Charles Maurras (1868-1952) est le fondateur bien connu de l’Action française et le partisan du « nationalisme intégral » et du rétablissement de la Monarchie. Il milite pour le retour du roi qui permettra le retour à la pleine souveraineté, à la pleine identité et à la pleine tranquillité publique – et poursuit ainsi, un siècle plus tard, la volonté de Joseph de Maistre – en y ajoutant cependant une dimension nationaliste et fédérale (lire L’Idée de la décentralisation), car il voit dans l’absolutisme royal engagé après la Fronde, et poursuivi par Louis XIV, un premier vice dans l’organisation de l’État.
Maurras a été l’auteur de nombreux articles ayant pour objet tant ses opinions politiques que ses avis littéraires et artistiques. En 1937 il publie Mes idées politiques, qui sont une mise au clair de ses prises de position. Mais c’est surtout dans « Le Nationalisme intégral », article paru en 1908 dans le premier numéro de l’Action française, qu’il fait preuve de toute sa verve pour convaincre son public. Maurras, fidèle en cela à l’héritage de Maistre, commence par rappeler fermement que le parti monarchique est au-dessus des querelles de partis qui sont une division républicaine :

Elle l’a dit dans sa Revue. Elle l’a enseigné dans son Institut. Elle l’a crié dans ses réunions et sur ses affiches. En tête du journal destiné à propager quotidiennement sa pensée, l’Action française a le devoir de répéter qu’elle n’a jamais fait appel à un parti. Vous sentez-vous Français ? Traitons des affaires de France au point de vue des seuls intérêts du pays. Voilà le seul langage que nous ayons tenu. Ce sera notre langage de tous les jours. Il ne s’agit pas de mettre en avant nos préférences personnelles, nos goûts ou nos dégoûts, nos penchants ou nos volontés. Nous prenons ce qu’il y a de commun entre nous — la patrie, la race historique — et nous demandons au lecteur de se placer au même point de vue fraternel.

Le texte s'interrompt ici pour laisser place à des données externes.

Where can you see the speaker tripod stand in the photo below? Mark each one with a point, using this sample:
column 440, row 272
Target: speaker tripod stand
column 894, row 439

Cette notion de trans-partisanisme est le fondement du royalisme. Là où la république provoque la guerre de tous contre tous, la figure du Roi est censée réconcilier les Français autour d’une tête unique.

Nous ne ferons aucun quartier aux idées, aux hommes, aux partis qui conspirent contre l’intérêt du pays. Vive l’unité nationale ! Périssent donc tous les éléments diviseurs ! Nous n’épargnerons ni cette anarchie parlementaire qui annule le pouvoir en le divisant, ni l’anarchie économique dont l’ouvrier français est la plus cruelle victime, ni l’anarchie bourgeoise qui se dit libérale et qui cause plus de malheurs que les bombes des libertaires. […] Allons au fond du vrai : parce que, au fond, ce qui nous divise le plus est le régime républicain et parce que cet élément diviseur par excellence est aussi celui qui organise, qui règle et qui éternise l’exploitation du pays qu’il a divisé, l’Action française appelle tous les bons citoyens contre la République.

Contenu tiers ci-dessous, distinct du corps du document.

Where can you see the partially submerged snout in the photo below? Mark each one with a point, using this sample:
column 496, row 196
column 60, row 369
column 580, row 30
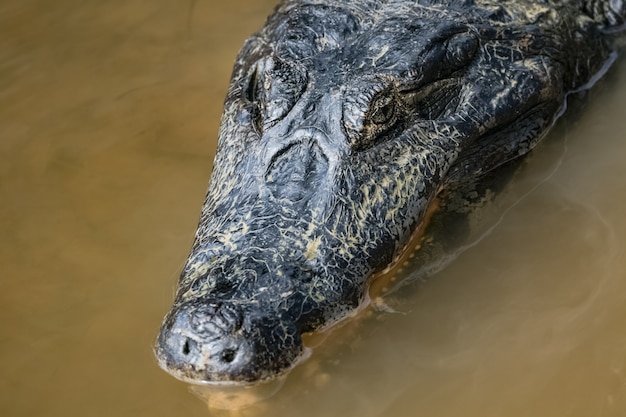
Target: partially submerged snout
column 340, row 126
column 225, row 343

Le Roi n’est pas qu’une figure symbolique. Il est aussi celui qui détient la souveraineté, qui prend alors tout son sens – car la souveraineté populaire, a fortiori par l’intermédiaire du système représentatif, n’est qu’une illusion.

Qui veut bien quelque chose en veut la condition. La condition de ce qu’on veut quand on réclame le respect de la religion, ou la paix sociale, ou la restitution de la France aux Français, cette condition préalable, c’est le Roi. Pas de Roi, pas de puissance nationale, pas de garantie pour l’indépendance de la nation.

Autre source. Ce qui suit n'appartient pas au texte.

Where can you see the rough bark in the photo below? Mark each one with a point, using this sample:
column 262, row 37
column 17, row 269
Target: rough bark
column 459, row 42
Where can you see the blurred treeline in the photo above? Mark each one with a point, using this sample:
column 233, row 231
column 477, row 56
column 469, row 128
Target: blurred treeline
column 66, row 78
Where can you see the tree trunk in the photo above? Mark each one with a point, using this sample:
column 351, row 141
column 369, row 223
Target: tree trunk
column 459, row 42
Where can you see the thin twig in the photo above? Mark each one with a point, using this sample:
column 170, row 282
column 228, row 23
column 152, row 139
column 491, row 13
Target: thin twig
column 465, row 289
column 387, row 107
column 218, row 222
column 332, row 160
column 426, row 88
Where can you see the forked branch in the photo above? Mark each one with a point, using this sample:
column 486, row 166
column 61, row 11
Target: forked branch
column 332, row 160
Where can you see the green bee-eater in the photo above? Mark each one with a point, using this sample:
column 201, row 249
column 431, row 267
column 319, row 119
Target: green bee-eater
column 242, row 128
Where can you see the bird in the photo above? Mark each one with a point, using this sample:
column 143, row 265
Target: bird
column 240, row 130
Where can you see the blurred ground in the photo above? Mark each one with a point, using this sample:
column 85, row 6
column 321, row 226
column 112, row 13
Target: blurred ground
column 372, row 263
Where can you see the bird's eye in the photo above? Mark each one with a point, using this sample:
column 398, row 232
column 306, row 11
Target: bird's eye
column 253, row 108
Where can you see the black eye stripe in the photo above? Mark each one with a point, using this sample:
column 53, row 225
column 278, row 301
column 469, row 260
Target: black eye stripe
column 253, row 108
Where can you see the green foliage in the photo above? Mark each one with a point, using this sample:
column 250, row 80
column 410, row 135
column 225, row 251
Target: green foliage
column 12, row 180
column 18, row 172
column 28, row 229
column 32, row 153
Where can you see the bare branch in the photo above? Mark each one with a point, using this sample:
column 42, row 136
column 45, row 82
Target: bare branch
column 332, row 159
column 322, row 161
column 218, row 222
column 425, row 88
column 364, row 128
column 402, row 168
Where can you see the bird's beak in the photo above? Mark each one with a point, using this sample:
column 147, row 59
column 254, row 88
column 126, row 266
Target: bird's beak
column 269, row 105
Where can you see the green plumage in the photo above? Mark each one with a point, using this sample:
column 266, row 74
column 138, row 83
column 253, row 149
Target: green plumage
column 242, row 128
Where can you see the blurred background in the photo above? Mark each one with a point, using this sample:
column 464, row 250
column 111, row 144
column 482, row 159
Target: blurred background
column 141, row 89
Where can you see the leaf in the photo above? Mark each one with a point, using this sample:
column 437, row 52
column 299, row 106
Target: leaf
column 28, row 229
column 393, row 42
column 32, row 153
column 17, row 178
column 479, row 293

Charles Maurras veut retrouver l’unité perdue. C’est pourquoi il ne cesse d’appeler au ralliement des royalistes.

Ceux que le nationalisme intégral rallia nous sont venus de toutes les classes et de tous les mondes. Ces hommes qui, depuis des années, travaillent, sans un désaccord, à la même œuvre de reconstitution nationale, sont le produits d’éducations et de milieux aussi différents que les Jésuites et la Sorbonne, le barreau et l’armée, l’Union pour l’Action morale et la Gazette de France. On pourrait dire qu’ils ne s’accordent sur rien, hors de la politique, et que, en politique, ils s’accordent sur tout. Car non seulement leur politique économique ou militaire, mais leur politique morale, leur politique religieuse est une. On a remarqué, dans leurs rangs, des hommes étrangers à la foi du catholicisme. On n’en signale pas un seul qui n’ait mille fois déclaré que la politique religieuse de notre France est nécessairement catholique et que le catholicisme français ne peut être soumis à un régime d’égalité banale, mais y doit être hautement et respectueusement privilégié.

Maurras conclut :

Nous apportons à la France la Monarchie. La Monarchie est la condition de la paix publique. La Monarchie est la condition de toute renaissance de la tradition et de l’unité dans notre pays. C’est pour l’amour de cette unité, de cet ordre, que commence aujourd’hui notre guerre quotidienne au principe de la division et du mal, au principe du trouble et du déchirement, au principe républicain.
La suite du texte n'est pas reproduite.